Saudi Arabia has amassed foreign assets of more than $500bn as a result of its oil wealth. This fortune continues to grow rapidly and gives the kingdom incredible leeway to spend its way out of any crisis it faces.

Over the past few years, it has shown its willingness to do so, with promises to spend about $130bn on initiatives such as unemployment benefits, salary hikes and housing construction.

However, a more serious set of long-term challenges now faces the kingdom that threaten to be even more destabilising.

Inefficient and wasteful energy consumption, coupled with a rising population, is leading the kingdom to burn even more of its natural resources at home, rather than selling them abroad and adding the proceeds to that half a trillion dollar cash pile. Unless action is taken, the kingdom could find it needs the oil price to be $320 a barrel by 2030 just to balance the budget.

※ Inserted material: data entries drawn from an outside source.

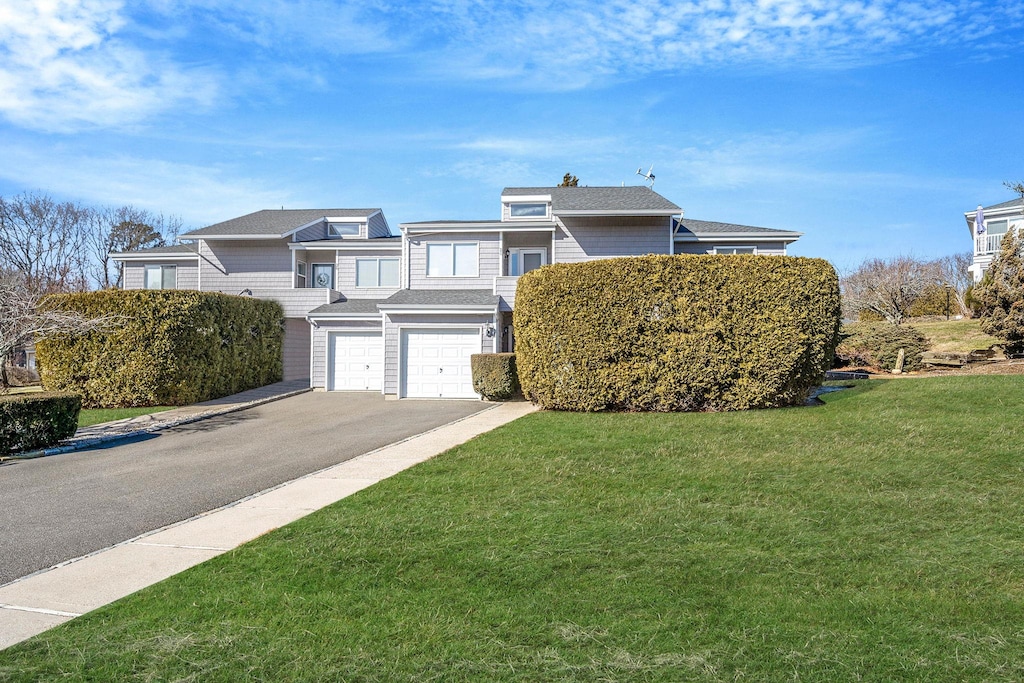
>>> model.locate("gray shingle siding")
[552,216,671,263]
[121,259,199,290]
[200,240,293,294]
[284,317,309,380]
[367,213,392,238]
[408,232,501,290]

By developing nuclear power, as part of a wider renewable energy strategy, Riyadh hopes to save more oil for export. Nuclear is the cornerstone of this strategy and by 2032 could provide 17GW of the country’s power, but time is of the essence.

To move ahead quickly, Riyadh is expected to consider using some of its considerable wealth to accelerate plans for a portion of the nuclear programme, while encouraging private sector financing in the rest, according to one of the advisers pitching to help in the development of the nuclear plans.

By creating the King Abdullah Centre for Renewable and Atomic Energy (KA-Care), the king has shown he is well aware of the looming crisis. The challenge now is transforming that awareness into a coherent plan.

Saudi Arabia is in a unique position to move forward with its nuclear programme faster than anyone expects, and it has the political imperative to do so.